D'un coup, il ne fait plus du tout sens de rester passif et contemplatif, non plus par vocation ou par élimination, mais par une soudaine et naturelle impulsion, nous signifiant que notre place est au centre de cette parade, non comme roi ou bouffon, mais guide et libérateur de tous ces doutes et de cette confusion, pour que cessent cette absurde clameur et ces vaines éructations.
Ce surprenant défilé sous les fenêtres de notre demeure réservée nous pousse dans une direction que l'on n'avait pas imaginée, dans un tourbillon d’invitations qui nous donne enfin ce que l'on cherchait, cette saveur délicate de la vie en train de se déguster, ce parfum ineffable de secrets sur le point de se révéler, mélange grisant qui nous rappelle combien l'on s'était oublié de vivre et de vibrer.
Ce qui n'était au départ qu'une rumeur indistincte se transforme en une musique dont la mélodie n'est pas feinte, mais traduit tout ce que l'on ne s'était jamais dit, de vital, d'inavoué que cette parade inattendue vient de révéler, par son énergie frénétique, par son chaos orchestré pour nous sortir de notre léthargie et nous remémorer la raison de tout ce parcours que l'on a surmonté.
Extirpé et jailli de ce paradis qui nous isolait, l'on se projette alors dans une joie manifeste et une franche curiosité au cœur de ce peuple qui nous a invités, inconscient peut-être du cadeau qu'il nous a fait, d'abord préoccupé par ses propres besoins et ses uniques priorités, tandis qu'il nous offrait la lumière que l'on cherchait.
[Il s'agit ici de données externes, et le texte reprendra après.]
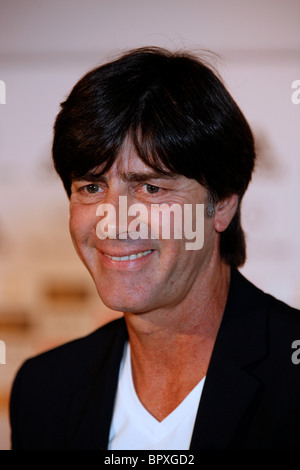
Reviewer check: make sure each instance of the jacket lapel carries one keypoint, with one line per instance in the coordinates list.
(92, 406)
(229, 388)
(228, 391)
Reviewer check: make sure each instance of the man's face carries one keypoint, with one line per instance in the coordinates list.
(161, 272)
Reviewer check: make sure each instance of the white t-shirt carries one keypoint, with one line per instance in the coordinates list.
(134, 428)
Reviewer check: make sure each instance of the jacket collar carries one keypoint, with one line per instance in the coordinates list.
(228, 390)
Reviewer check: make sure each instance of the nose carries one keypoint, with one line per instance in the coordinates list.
(113, 223)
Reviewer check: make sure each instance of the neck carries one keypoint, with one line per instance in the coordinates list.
(171, 350)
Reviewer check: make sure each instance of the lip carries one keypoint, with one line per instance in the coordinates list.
(143, 257)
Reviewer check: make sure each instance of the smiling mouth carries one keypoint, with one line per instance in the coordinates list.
(129, 257)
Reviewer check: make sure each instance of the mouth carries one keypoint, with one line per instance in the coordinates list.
(130, 257)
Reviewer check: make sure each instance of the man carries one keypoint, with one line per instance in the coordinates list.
(202, 359)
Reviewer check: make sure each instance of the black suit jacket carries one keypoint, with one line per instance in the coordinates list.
(63, 399)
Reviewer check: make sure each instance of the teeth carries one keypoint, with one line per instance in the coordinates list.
(130, 257)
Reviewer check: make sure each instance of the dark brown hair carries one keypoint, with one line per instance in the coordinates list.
(179, 116)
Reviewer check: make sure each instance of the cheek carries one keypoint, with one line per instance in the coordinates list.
(81, 224)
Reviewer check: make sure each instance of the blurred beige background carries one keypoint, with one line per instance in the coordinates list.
(46, 296)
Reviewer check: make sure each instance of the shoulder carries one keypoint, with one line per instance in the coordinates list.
(69, 359)
(45, 385)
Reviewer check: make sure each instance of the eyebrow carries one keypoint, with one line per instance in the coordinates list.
(126, 176)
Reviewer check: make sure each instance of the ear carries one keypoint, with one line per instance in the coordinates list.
(224, 212)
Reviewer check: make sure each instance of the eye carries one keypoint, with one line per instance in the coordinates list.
(92, 188)
(152, 189)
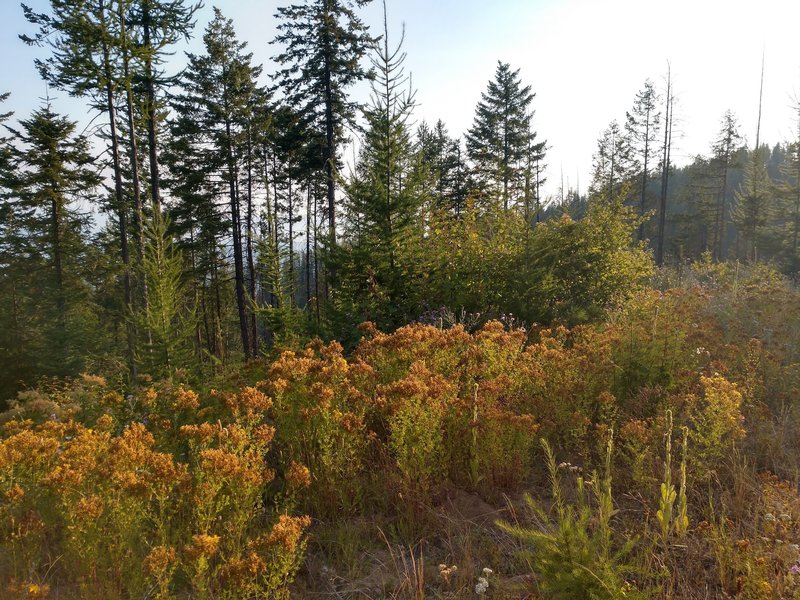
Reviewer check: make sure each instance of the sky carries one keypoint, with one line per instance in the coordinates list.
(584, 59)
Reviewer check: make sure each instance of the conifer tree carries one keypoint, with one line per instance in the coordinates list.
(723, 151)
(216, 105)
(323, 43)
(500, 140)
(53, 172)
(447, 168)
(157, 26)
(789, 191)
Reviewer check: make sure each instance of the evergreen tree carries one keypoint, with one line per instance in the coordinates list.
(754, 203)
(168, 317)
(157, 26)
(723, 150)
(86, 43)
(216, 105)
(447, 169)
(53, 172)
(376, 267)
(323, 44)
(499, 142)
(789, 191)
(611, 163)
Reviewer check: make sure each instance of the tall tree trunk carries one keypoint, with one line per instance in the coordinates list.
(238, 261)
(330, 147)
(151, 110)
(122, 211)
(662, 209)
(308, 246)
(250, 262)
(644, 173)
(61, 303)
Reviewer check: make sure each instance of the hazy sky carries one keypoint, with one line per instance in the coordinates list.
(585, 60)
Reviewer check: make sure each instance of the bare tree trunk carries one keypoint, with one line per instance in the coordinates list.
(662, 209)
(122, 212)
(151, 110)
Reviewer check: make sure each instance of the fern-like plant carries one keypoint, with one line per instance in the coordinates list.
(571, 553)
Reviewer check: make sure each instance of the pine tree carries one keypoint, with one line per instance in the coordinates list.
(499, 142)
(216, 104)
(723, 150)
(158, 25)
(168, 317)
(85, 40)
(611, 164)
(323, 44)
(375, 273)
(53, 172)
(642, 128)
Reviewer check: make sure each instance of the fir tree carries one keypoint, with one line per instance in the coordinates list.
(217, 103)
(611, 163)
(53, 173)
(376, 280)
(642, 127)
(323, 44)
(500, 140)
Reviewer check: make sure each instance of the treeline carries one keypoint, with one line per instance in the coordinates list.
(229, 223)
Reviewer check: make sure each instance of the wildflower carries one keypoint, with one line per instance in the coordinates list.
(298, 475)
(203, 545)
(14, 493)
(36, 590)
(158, 561)
(185, 400)
(482, 586)
(105, 423)
(90, 507)
(253, 400)
(287, 531)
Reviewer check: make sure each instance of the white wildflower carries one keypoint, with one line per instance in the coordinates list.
(481, 586)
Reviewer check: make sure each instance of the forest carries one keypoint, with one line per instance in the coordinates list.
(236, 364)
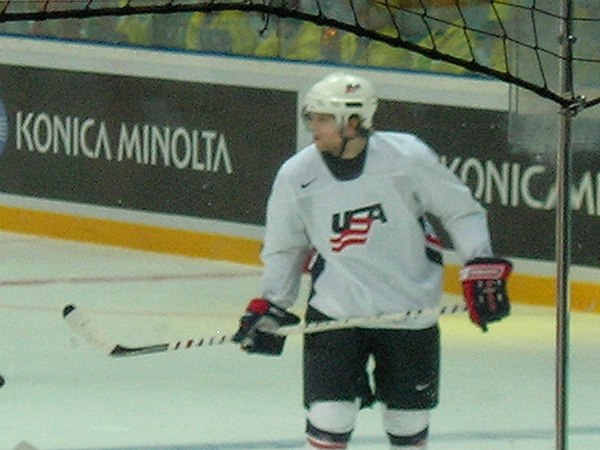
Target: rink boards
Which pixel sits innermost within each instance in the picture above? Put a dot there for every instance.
(175, 152)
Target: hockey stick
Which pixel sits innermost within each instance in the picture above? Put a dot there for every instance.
(81, 325)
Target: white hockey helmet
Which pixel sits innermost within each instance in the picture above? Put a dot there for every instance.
(343, 95)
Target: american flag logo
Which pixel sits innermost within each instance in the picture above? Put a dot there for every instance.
(352, 88)
(355, 234)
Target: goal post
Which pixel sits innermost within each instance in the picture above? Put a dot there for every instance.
(546, 50)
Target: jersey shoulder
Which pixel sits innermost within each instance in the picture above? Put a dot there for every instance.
(405, 147)
(304, 166)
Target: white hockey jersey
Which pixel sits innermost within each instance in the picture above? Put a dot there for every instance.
(372, 247)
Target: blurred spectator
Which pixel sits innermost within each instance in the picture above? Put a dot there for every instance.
(226, 32)
(378, 18)
(296, 40)
(476, 35)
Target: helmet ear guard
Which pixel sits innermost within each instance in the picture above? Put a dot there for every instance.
(343, 96)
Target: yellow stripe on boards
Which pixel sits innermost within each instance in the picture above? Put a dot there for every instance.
(137, 236)
(529, 289)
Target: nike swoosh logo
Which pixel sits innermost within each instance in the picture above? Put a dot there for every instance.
(304, 185)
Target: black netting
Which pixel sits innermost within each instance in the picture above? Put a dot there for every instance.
(518, 41)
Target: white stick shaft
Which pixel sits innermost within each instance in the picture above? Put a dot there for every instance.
(317, 327)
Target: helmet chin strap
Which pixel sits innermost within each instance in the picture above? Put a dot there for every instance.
(361, 133)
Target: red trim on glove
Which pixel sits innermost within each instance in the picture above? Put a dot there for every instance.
(258, 306)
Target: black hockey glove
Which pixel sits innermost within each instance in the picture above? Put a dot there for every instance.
(484, 289)
(260, 319)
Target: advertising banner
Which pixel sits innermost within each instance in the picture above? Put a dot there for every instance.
(517, 188)
(139, 143)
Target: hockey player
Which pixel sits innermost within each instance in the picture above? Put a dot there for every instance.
(359, 198)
Cette chance inouïe jaillie d'un capharnaüm généralisé nous démontre à quel point ce que l'on redoutait ne surviendra jamais, cette perte de repères, cette absence de légitimité, et que notre place est au contraire issue de cette folie improvisée, où notre expérience et notre sagesse innée nous imposent en révélateur de toutes les souffrances cachées pour les porter à la conscience et les apaiser, en accompagnant des égarés, des obstinés et des inquiets, afin de leur redonner la puissance dont ils se sont privés.
Et tandis que le monde égrène ses révolutions et ses mutations, nous sourions de ces changements fondamentaux, disponibles et éclairés dans ce labyrinthe dont nous avons la clé.